O IMC é calculado dividindo-se o peso pelo quadrado da altura do indivíduo; é fácil de obter e de grande utilidade para definir clinicamente a obesidade. À medida que aumenta o IMC, a sensibilidade à insulina diminui e o controle metabólico vai piorando. Quando seu valor é maior do que 28, o risco de diabetes, coronariopatia isquêmica e derrame ou ataque cerebral triplica ou quadruplica, em relação àquele da população geral; o risco aumenta 25% para cada nova unidade de IMC. De maneira inversa, a redução do peso em 10% a 20% se associa a uma melhoria marcante na glicemia e na sensibilidade à ação da insulina em pacientes diabéticos obesos.

Tanto a magnitude do incremento de peso corporal como a duração do tempo de sobrepeso e fundamentalmente a localização do tecido adiposo corporal são fatores de risco para desenvolver diabetes e doença cardiovascular.
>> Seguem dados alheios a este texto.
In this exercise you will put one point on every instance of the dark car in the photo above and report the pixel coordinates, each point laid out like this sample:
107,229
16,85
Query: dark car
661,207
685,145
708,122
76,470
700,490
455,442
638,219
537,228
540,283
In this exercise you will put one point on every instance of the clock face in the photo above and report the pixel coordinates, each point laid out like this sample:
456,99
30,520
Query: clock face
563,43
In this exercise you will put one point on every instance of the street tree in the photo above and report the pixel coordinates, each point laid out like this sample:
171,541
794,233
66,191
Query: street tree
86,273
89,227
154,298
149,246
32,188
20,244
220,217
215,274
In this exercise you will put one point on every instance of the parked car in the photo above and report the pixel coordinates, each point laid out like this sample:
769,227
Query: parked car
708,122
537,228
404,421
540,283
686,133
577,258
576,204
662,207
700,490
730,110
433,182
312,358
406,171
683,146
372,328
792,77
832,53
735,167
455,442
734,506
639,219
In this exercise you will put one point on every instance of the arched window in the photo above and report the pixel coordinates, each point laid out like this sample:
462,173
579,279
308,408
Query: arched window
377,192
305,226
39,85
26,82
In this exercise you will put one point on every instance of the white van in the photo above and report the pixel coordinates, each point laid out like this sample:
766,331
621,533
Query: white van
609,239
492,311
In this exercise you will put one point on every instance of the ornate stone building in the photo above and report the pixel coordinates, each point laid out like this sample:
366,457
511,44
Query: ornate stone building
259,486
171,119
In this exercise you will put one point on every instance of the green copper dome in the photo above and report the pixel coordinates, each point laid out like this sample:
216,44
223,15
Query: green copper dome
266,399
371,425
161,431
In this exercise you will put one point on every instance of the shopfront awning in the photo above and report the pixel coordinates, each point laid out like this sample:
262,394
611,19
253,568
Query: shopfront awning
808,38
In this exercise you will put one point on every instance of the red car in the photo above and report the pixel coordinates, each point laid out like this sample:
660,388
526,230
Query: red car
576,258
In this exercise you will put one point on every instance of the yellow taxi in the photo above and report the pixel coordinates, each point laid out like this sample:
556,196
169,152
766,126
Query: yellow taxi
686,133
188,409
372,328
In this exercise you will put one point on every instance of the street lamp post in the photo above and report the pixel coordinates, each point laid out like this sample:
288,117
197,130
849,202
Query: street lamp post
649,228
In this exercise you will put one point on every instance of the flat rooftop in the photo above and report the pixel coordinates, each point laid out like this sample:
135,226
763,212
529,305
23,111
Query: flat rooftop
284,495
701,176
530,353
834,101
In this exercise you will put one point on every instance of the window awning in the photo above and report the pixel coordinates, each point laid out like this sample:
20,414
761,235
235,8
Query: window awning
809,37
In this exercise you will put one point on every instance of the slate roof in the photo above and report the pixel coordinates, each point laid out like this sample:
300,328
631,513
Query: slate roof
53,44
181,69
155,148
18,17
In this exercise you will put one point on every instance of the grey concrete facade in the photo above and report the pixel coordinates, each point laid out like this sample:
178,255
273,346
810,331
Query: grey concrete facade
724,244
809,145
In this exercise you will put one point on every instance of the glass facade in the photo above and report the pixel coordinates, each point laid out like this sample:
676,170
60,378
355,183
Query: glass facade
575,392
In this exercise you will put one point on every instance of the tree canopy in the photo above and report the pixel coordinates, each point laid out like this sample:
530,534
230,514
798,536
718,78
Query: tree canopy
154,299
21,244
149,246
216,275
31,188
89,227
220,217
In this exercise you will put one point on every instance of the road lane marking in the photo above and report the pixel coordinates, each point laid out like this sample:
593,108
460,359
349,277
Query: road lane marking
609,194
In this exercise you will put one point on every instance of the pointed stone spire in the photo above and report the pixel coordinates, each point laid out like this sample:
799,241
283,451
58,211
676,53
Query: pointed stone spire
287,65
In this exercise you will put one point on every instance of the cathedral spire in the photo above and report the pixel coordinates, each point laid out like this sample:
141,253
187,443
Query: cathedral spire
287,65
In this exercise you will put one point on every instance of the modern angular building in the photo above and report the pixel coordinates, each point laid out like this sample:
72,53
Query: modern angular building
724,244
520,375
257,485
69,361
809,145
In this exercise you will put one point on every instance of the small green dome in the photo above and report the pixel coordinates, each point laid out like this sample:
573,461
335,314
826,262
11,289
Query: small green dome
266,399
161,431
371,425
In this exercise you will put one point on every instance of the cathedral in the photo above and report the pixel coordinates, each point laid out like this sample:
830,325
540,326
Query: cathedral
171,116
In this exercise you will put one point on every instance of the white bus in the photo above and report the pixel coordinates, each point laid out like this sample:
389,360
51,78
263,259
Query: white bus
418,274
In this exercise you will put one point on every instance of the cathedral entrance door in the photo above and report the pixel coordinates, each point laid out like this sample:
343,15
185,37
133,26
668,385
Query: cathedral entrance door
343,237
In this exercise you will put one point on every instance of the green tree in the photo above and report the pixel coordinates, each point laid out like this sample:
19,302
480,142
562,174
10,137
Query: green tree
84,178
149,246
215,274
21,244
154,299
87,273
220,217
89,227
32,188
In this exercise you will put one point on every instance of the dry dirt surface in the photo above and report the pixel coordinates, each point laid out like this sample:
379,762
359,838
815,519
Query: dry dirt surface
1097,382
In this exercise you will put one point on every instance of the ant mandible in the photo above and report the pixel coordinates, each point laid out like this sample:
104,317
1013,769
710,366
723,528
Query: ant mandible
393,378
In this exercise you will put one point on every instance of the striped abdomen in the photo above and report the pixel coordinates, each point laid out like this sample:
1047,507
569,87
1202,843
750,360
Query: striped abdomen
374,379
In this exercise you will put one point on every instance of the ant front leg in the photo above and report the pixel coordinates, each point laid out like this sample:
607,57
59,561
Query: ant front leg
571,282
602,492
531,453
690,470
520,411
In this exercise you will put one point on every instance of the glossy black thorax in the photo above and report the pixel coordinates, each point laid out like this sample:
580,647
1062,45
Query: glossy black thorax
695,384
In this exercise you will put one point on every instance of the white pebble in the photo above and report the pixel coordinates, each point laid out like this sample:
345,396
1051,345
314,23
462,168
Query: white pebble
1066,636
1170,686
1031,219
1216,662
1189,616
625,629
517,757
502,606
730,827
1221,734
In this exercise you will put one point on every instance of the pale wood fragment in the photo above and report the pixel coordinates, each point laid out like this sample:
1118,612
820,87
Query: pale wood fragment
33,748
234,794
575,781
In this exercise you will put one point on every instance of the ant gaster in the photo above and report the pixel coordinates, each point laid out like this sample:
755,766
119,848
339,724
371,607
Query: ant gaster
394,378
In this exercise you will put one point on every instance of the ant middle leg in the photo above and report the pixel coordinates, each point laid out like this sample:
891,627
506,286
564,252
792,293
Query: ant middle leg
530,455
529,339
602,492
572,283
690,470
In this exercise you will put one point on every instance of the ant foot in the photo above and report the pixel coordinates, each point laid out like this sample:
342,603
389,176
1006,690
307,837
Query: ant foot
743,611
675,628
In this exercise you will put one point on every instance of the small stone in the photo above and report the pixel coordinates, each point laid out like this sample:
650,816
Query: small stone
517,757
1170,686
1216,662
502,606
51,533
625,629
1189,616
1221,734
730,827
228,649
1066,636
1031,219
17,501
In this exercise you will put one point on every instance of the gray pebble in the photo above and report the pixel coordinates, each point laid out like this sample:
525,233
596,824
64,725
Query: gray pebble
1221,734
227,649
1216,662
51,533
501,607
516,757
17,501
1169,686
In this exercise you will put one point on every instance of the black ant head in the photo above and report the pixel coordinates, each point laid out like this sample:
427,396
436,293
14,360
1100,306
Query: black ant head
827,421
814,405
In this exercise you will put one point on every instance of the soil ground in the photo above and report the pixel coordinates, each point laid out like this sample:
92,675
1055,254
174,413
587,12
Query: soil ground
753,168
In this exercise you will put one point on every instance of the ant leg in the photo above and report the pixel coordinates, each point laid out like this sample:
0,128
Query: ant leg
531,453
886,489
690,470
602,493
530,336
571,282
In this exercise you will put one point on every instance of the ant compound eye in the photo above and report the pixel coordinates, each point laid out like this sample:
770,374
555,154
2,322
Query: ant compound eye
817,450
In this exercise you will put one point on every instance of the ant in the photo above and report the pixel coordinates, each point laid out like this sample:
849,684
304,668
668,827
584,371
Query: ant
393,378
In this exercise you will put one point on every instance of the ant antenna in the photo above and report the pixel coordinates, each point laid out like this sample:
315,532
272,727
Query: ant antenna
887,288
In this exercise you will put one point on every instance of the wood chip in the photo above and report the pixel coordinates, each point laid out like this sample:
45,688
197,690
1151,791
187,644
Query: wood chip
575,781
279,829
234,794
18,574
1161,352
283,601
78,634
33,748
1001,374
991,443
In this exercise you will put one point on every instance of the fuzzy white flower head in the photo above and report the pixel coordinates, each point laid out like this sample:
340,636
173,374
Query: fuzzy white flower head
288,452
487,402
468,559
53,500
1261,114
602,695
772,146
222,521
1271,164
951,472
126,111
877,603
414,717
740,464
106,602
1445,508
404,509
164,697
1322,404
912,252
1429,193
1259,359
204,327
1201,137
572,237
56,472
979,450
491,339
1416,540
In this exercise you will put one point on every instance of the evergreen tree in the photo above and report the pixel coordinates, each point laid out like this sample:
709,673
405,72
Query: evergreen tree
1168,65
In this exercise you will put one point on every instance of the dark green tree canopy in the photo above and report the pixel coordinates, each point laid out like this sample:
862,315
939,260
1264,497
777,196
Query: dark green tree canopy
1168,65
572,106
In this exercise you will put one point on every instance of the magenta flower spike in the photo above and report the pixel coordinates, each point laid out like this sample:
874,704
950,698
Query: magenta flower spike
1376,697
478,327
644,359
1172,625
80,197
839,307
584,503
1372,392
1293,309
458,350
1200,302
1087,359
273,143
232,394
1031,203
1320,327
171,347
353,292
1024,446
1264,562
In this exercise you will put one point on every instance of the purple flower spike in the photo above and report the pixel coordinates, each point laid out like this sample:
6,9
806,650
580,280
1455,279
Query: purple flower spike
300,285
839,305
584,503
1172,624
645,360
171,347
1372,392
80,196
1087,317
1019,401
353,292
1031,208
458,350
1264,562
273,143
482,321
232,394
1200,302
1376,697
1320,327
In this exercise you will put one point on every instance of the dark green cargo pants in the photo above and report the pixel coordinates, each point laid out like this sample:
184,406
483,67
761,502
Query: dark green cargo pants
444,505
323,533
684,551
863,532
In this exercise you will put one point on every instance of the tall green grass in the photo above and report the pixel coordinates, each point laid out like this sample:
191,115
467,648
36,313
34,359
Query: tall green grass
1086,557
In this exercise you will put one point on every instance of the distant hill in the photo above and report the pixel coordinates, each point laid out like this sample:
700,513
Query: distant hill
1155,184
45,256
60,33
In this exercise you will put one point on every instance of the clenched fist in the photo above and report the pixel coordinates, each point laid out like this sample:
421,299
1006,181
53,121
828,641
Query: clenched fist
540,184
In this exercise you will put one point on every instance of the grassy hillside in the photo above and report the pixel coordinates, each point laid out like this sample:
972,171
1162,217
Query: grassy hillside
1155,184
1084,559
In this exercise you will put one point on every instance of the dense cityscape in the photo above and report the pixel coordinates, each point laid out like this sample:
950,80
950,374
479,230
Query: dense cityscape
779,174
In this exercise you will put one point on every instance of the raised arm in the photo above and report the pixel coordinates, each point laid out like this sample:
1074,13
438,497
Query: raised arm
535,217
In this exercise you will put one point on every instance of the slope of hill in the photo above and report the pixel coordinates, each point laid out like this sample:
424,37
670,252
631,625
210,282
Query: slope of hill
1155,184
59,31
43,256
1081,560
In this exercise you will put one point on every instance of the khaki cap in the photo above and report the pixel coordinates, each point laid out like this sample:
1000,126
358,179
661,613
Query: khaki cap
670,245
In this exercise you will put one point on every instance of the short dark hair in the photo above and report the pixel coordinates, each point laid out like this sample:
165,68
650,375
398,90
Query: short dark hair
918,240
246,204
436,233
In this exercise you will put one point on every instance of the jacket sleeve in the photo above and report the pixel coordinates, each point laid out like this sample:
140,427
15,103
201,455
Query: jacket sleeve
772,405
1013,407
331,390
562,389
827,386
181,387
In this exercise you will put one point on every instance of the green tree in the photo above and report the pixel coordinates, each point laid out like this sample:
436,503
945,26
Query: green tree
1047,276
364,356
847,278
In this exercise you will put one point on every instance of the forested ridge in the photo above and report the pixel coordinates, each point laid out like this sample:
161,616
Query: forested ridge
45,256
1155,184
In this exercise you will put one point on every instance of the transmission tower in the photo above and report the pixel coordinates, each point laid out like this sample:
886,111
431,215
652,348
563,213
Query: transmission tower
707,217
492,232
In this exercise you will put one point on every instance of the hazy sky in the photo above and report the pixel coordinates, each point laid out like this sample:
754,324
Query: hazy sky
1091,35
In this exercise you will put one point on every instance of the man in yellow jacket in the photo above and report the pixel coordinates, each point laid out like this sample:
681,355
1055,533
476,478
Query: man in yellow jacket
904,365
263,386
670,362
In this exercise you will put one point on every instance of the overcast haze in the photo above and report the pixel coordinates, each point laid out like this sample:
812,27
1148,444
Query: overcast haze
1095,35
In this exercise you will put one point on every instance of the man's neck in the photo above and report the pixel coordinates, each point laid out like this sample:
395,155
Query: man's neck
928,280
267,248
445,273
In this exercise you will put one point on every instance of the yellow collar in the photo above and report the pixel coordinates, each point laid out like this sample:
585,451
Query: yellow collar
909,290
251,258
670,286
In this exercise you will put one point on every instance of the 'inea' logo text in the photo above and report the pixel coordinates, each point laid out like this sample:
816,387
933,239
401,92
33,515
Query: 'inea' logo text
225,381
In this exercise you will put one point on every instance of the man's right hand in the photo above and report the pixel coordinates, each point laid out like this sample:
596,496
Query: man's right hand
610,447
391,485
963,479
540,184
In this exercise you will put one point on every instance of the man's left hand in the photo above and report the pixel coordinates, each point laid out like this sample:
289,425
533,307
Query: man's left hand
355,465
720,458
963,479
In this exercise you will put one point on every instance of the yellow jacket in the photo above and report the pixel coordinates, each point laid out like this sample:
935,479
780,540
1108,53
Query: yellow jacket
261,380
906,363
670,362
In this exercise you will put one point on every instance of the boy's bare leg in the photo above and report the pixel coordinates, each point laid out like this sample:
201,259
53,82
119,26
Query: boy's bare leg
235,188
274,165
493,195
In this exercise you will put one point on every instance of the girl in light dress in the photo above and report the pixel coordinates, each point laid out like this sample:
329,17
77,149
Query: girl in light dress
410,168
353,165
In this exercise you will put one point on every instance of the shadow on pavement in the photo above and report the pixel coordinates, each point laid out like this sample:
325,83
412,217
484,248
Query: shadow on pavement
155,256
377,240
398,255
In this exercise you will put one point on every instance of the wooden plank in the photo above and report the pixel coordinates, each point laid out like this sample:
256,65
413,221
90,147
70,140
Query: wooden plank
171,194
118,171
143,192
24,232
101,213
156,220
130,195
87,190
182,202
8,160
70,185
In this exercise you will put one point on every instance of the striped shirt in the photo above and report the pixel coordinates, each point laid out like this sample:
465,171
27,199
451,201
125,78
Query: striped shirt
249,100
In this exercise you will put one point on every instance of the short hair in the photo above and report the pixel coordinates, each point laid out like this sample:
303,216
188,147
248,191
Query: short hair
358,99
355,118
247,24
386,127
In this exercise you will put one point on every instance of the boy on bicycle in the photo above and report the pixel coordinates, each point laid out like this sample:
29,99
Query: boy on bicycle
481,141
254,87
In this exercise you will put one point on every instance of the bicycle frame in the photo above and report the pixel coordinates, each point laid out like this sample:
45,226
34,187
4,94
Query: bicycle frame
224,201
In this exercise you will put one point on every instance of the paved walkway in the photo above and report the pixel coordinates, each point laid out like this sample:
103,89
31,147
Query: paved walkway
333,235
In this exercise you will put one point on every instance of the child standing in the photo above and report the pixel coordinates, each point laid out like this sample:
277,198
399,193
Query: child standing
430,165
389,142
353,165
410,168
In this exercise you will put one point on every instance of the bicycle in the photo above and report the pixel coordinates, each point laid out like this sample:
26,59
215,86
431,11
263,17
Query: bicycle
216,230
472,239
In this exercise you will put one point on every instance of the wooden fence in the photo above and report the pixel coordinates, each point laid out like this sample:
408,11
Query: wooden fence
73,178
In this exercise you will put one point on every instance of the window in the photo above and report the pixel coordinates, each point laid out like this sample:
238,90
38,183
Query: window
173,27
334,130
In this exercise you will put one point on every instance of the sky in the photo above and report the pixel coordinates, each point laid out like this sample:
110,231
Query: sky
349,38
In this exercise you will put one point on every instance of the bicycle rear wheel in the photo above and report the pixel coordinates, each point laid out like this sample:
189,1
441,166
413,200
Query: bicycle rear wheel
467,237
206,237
A distribuição da gordura com predomínio na zona abdominal (obesidade do tronco, ou do tipo androide, com aspecto corporal de “maçã”) constitui um fator que predispõe ao desenvolvimento de diabetes e está associada, além disso, a dislipidemia e hipertensão. Em especial nas mulheres, detectou-se uma forte correlação negativa entre a acumulação de gordura intra-abdominal e a sensibilidade à insulina.

Sugere-se que, quando o perímetro da cintura é maior que 94 cm nos homens e maior do que 80 cm nas mulheres, aparecem as modificações desfavoráveis no metabolismo dos carboidratos e dos lipídeos. Valores de 102 e 88 cm, respectivamente, estão, por sua vez, associados a risco cardiovascular e são considerados cifras indicativas para o diagnóstico de síndrome metabólica. Inclusive naqueles sujeitos que, por seu IMC, apresentam sobrepeso, mas não obesidade (entre 25-30), a circunferência de cintura maior do que 102 cm está associada ao aumento de tensão arterial, triglicérides e lipoproteínas LDL densas e pequenas, muito aterogênicas.

Os estudos populacionais demonstraram uma associação muito forte entre obesidade e dislipidemia, desde idades precoces e que progride com o tempo. Além disso, foi proposto que o sobrepeso corporal pode ser um determinante muito importante da taxa de síntese de colesterol. O estudo Framingham demonstrou que, para cada 10% de aumento do peso relativo, a colesterolemia eleva-se mais de 10 mg/dl. Igualmente ao que ocorre no diabetes, a dislipidemia secundária à obesidade segue o padrão da tríade de alto poder aterogênico: aumento de triglicérides, de LDL densas e pequenas e diminuição de HDL.